内容説明
近代日本の女性は、国家といかに共謀し、そして、背反したのか。明治期の女子教育をめぐる小説や言説、一葉の和歌と小説、吉屋信子の“女の友情”もの、そして、『国体の本義』を精読し、文学的感傷の力が、国家的暴力の隠蔽と女性の国民化にいかに作用したかを明らかにするとともに、それらの女性表現に隠された、国家との争闘の痕跡をたんねんに読み解く。近代日本の女性文学を新しい角度から照射する、気鋭の研究者による意欲作。
目次
文学的感傷と暴力―高橋しん『最終兵器彼女』を読む
1 国民化する/される女たち―明治期女子教育の軌跡(学問か器量か―彼女たちの受難;「教育勅語」と女学生―東京女子高等師範学校を事例として;国家のための女たち―娼妓たちの日清戦争)
2 女が“和歌”を詠むとき―樋口一葉と日清戦争(“女性作家”と“国民”の交差するところ―一葉日記を読む;日清戦争を詠むこと;凱旋する文明国―一葉・鏡花が見たもの)

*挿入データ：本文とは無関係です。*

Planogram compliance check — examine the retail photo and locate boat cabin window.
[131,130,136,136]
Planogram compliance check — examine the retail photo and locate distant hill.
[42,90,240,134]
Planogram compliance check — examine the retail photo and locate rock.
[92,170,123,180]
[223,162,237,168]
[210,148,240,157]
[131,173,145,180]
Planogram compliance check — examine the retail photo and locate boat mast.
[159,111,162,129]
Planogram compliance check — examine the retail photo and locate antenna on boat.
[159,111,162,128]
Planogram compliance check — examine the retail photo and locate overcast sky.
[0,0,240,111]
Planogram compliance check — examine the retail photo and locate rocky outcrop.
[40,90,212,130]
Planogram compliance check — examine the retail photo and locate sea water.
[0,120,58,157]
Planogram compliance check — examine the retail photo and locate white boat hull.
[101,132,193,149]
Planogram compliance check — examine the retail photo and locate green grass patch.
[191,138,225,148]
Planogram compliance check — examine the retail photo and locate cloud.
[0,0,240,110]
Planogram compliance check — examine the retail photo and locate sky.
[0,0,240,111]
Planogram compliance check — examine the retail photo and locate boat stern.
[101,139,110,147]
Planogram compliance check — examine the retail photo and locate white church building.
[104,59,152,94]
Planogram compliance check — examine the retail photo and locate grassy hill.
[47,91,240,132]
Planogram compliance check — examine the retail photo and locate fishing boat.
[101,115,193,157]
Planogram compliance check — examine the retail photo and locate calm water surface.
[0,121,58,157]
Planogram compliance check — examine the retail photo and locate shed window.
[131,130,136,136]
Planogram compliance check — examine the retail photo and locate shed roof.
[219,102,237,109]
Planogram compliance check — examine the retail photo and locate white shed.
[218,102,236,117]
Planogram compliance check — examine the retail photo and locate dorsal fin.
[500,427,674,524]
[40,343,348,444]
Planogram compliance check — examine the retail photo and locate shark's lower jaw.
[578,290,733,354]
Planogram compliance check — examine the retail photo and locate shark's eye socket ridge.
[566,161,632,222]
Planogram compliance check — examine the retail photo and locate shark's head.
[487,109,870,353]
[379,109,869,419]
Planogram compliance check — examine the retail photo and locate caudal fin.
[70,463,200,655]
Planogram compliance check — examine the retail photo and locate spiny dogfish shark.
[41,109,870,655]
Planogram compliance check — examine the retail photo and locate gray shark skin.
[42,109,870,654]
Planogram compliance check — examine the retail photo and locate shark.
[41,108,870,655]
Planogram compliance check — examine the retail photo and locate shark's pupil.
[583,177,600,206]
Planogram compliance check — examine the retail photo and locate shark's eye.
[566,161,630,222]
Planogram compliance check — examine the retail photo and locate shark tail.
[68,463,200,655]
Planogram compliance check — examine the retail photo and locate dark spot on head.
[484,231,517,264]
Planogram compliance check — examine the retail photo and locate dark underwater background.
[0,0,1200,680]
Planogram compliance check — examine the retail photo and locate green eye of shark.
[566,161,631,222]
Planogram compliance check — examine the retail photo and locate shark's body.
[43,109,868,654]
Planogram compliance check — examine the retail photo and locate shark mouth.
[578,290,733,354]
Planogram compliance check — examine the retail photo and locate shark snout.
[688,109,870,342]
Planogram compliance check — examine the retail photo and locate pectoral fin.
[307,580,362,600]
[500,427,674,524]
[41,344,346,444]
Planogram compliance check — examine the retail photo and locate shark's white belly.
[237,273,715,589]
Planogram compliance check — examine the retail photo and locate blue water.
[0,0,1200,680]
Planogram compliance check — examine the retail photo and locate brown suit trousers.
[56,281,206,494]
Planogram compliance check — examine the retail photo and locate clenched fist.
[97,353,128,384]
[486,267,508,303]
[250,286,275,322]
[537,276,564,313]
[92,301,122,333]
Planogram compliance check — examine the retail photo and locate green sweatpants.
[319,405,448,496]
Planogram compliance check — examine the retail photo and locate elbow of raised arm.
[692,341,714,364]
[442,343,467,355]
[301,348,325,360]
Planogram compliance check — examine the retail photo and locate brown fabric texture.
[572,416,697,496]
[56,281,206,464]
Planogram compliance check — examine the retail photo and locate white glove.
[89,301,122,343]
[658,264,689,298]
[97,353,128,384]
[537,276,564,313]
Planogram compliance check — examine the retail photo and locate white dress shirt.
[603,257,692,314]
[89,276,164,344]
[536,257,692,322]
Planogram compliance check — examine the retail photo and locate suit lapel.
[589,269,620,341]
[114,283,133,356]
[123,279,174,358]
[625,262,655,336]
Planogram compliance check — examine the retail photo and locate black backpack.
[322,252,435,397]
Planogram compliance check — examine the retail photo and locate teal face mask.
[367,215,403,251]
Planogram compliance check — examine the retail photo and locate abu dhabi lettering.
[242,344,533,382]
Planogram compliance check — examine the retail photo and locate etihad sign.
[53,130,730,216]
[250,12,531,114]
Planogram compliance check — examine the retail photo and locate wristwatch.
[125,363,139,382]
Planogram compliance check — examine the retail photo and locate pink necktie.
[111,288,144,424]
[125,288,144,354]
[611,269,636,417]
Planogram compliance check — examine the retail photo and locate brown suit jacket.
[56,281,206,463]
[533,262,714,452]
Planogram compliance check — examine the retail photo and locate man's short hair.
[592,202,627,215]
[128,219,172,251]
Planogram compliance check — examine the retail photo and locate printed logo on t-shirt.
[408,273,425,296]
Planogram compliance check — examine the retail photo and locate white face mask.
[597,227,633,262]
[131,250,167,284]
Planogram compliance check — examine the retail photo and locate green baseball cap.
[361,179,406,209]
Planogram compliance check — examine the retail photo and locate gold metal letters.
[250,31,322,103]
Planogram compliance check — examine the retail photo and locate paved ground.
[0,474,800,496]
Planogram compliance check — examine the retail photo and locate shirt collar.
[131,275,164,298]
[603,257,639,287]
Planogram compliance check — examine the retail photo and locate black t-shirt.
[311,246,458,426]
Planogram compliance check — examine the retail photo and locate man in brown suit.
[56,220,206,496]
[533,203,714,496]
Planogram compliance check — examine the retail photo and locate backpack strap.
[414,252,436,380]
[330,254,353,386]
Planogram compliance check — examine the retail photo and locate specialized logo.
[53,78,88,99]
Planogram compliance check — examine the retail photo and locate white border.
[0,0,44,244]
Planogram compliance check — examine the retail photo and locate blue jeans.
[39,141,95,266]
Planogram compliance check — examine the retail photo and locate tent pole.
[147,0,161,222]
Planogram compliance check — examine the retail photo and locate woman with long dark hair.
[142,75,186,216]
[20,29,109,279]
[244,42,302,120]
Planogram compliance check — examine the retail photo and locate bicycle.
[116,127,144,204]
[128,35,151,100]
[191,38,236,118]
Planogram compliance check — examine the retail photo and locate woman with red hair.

3 女の友情、そのゆくえ―吉屋信子と大東亜戦争(少女たちの絆―『花物語』『女の友情』を読む;“女の友情”のゆくえ―『女の教室』における皇民化教育;帝国の“非国民”たち)
文学的感傷にあらがうために―『国体の本義』を読む
著者等紹介
菅聡子[カンサトコ]
お茶の水女子大学大学院人間文化創成科学研究科教授。1962年、福岡県生まれ。お茶の水女子大学大学院博士課程人間文化研究科修了。博士(人文科学)、専門は、日本近現代文学。とくに女性文学研究を中心とする(本データはこの書籍が刊行された当時に掲載されていたものです)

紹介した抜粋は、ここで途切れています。